The margin of safety for compounds of this class is attributable to the fact that mammals do not have glutamate-gated chloride channels, the macrocyclic lactones have a low affinity for other mammalian ligand-gated chloride channels and they do not readily cross the blood-brain barrier.
Sores & Scabs Treatment
In severe cases, you may see your goat itching especially its legs and loss of hair around the eyes and ears and legs especially. They can itch and bite so much that the goat gets sores and scabs.
What to do:
3 Steps for treatment as follows.
1. Treat with Eprinex
2. Treat sores and scabs on legs and also apply to the inside of the goats ears, a product called: Nu-Stock Wound Cream.
3. Re-treat with Eprinex in 3 weeks. Only when you see the hair growing back, discontinue treatment every 3 weeks with Eprinex.

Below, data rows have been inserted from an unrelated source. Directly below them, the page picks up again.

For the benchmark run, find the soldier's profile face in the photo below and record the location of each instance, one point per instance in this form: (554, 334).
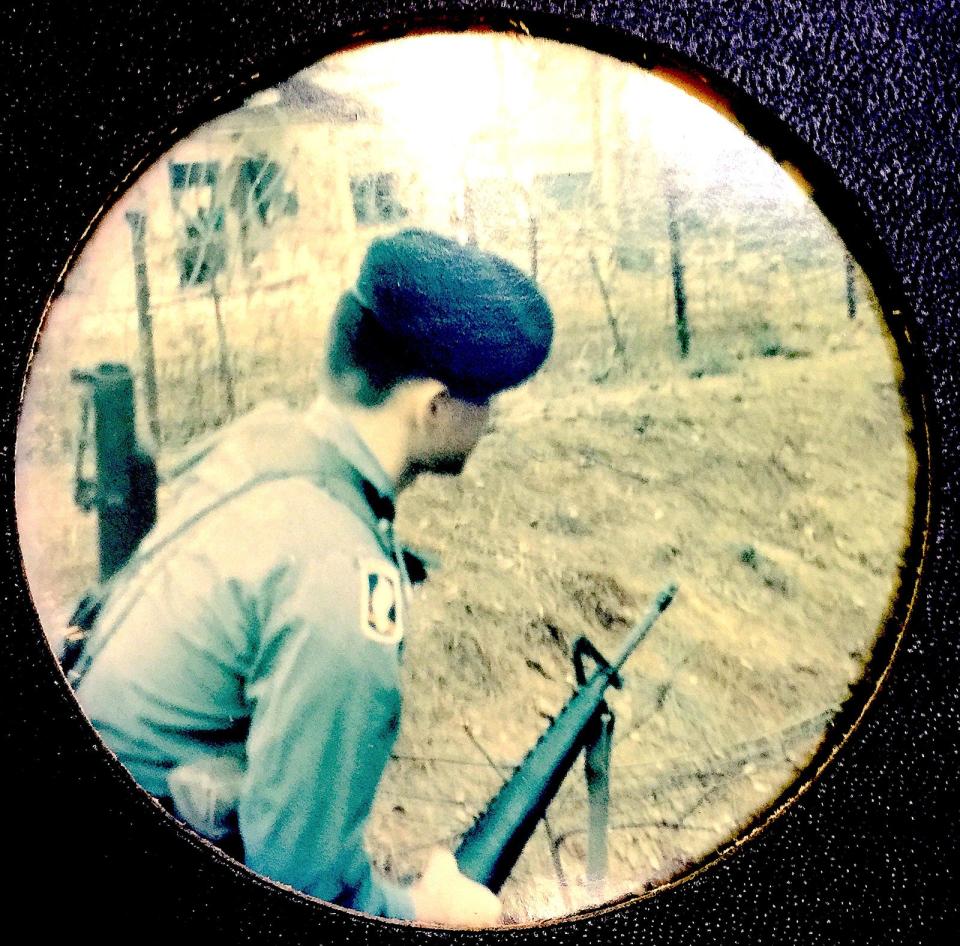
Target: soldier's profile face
(455, 428)
(722, 408)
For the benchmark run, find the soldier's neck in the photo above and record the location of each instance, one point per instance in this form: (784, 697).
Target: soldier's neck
(384, 435)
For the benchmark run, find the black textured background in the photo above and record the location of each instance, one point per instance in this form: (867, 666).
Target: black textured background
(869, 854)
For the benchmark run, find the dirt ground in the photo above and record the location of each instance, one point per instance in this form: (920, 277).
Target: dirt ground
(774, 489)
(775, 496)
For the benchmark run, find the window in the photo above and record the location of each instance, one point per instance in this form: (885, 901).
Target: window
(375, 199)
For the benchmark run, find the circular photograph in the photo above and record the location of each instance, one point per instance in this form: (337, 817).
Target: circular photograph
(468, 482)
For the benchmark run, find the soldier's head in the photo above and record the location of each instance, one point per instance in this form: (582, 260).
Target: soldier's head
(430, 333)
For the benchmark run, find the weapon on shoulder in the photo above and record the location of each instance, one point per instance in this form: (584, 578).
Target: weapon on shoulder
(491, 847)
(123, 486)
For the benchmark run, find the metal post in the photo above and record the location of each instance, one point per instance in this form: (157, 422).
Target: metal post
(138, 229)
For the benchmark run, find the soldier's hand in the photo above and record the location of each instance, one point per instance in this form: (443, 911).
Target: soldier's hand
(445, 896)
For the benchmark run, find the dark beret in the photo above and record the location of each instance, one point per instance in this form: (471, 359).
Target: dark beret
(456, 313)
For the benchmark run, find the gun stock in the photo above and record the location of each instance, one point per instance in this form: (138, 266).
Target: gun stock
(491, 847)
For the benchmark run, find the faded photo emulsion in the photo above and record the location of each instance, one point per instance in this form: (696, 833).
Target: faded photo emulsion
(466, 482)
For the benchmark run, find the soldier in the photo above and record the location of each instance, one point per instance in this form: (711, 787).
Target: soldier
(244, 665)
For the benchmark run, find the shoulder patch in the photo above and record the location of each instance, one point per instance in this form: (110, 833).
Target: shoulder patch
(381, 602)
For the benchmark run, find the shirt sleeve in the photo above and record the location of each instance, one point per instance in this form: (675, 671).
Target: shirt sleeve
(325, 707)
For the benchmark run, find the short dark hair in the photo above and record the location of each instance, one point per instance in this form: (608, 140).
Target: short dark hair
(364, 363)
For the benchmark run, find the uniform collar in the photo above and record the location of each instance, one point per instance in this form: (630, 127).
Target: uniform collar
(329, 422)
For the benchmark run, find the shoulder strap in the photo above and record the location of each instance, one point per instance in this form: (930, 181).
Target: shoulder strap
(327, 468)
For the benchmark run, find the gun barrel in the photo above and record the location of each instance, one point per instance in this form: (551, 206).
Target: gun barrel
(491, 847)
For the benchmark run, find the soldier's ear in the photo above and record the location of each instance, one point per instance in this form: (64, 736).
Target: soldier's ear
(427, 398)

Dosage for goats is double what it is for cattle--use this chart:
EPRINEX Pour-On Dose Guide for Goats
Goat weighing 5-10 lbs needs 1/2 ML Eprinex topical applied onto skin, along spine
Goat weighing 11-15 lbs needs 1 ML Eprinex topical onto skin, along spine
Goat weighing 16-22 lbs needs 2 ML Eprinex topical onto skin, along spine
Goat weighing 23-32 lbs needs 2.5 ML Eprinex topical applied onto skin, along spine
Goat weighing 33-42 lbs needs 3 ML Eprinex topical onto skin, along spine
Goat weighing 43-63 lbs needs 3.5 ML Eprinex topical onto skin, along spine
Goat weighing 64-84 lbs needs 4 ML Eprinex topical onto skin, along spine
Additional note about Eprinex: (vetsurgeon.org) states: Eprinex is effective against the adult stages of the major gutworm species affecting sheep and goats and the lungworm Dictyocaulus filaria. I am currently dealing with a goat with lungworm and lice so perhaps Eprinex treatment will clear both up! I will let you know what I find.